The cool rush of air that greeted me was like a welcome smack to the face. I tugged on the waistband of my jeans to give my suffering legs a taste of the sweet breeze. Dabbing at the sweat forming on my brow, I followed my mom in the direction of the growing buffet line, snaking past the dining room and beginning to crowd the breezeway. I began to make my way in search of the end of the line, when I was stopped momentarily by a hand on my arm. I glanced into the dark eyes of a handsome young attendant with curling hair black as night.
“Miss I help you, j’yes?”
“Um…the buffet line. I’m just headed to get, um, you know, food.” I managed, smiling shyly.
“J’yes okay. J’yes.”
“Um…I am going the right way, right?” I tried to bat my eyes in that coquettish way that women are taught to flirt, but instead, I ended up blinking so hard that my mascara temporarily glued my eyelashes together.
“J’yes, okay. J’yes.”
Great. I smiled politely and motioned that I would be moving on now, without his help. Shaking my head, I turned back toward the buffet line and glanced up.
Okay. So, by some hypothetically crazy notion, let’s say Mom’s right, I thought to myself, catching my breath. If that’s the case, the man for me is either going to be the exotic Fabio of a cabana boy who doesn’t speak English…or the man walking toward me right now, who is smiling at me in a way I have never seen before, but that I feel with everything coursing through me at this moment, I have to see again. And again.
Accompanied by two guys, the tall man with the commanding presence and jovial smile made his way toward the door leading to the deck, his face lighting all the way up to his chocolate brown eyes that met mine as he passed by. An odd sort of tingling settled into my stomach, which turned into a twinge of anxiety that I couldn’t explain as I watched him walk out the door. I didn’t want him to leave. I wanted to see that smile again.
What the heck, bro.
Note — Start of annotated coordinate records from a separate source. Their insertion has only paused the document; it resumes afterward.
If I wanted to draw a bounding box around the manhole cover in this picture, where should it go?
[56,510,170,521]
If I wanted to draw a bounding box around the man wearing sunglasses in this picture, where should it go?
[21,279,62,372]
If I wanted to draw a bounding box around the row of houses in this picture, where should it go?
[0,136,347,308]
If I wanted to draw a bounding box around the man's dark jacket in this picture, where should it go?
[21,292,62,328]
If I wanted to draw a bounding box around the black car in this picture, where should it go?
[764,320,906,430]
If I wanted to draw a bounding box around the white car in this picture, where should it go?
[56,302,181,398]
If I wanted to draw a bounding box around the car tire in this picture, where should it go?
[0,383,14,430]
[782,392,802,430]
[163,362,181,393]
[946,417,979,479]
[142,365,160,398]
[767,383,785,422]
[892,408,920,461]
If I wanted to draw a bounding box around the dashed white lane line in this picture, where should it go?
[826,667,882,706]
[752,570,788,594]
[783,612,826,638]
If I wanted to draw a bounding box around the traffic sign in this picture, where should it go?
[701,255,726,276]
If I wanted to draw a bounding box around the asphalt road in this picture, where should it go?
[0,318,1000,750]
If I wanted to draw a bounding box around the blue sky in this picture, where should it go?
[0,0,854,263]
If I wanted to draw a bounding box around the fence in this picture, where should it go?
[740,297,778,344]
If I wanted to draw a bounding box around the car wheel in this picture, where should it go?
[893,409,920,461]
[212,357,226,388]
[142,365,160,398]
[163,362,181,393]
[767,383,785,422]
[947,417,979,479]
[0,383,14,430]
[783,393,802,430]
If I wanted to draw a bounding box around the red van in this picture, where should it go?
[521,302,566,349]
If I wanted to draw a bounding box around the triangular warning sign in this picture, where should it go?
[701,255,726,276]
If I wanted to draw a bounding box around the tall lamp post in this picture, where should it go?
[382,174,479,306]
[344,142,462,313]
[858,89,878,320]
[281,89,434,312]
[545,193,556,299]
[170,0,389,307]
I didn’t know a darn thing about this man besides the fact that he wore a baby blue t-shirt that clung nicely to his muscles. His strong, nicely bronzed muscles. Well done, Lord. I like that one. I shook my head, trying to shake the nameless man out of my mind as I compiled my plate of food, and met back up with my mom.
But, still. He stuck with me.
“Where would you like to sit?” Mom asked, glancing around at the surrounding tables, already crowded with screaming children and parents looking as if they clearly needed this vacation.
“How about we go out on the deck?” I suggested.
“But aren’t you hot?”
“Eh, I’ll be fine.” I said.
Mom looked at me quizzically as she followed me out the doorway to the deck. I set my tray down on the first empty table I saw, nearly dumping my stale-in-another-five-minutes pizza, my attention focused on scanning the small crowd to no avail.
He was gone.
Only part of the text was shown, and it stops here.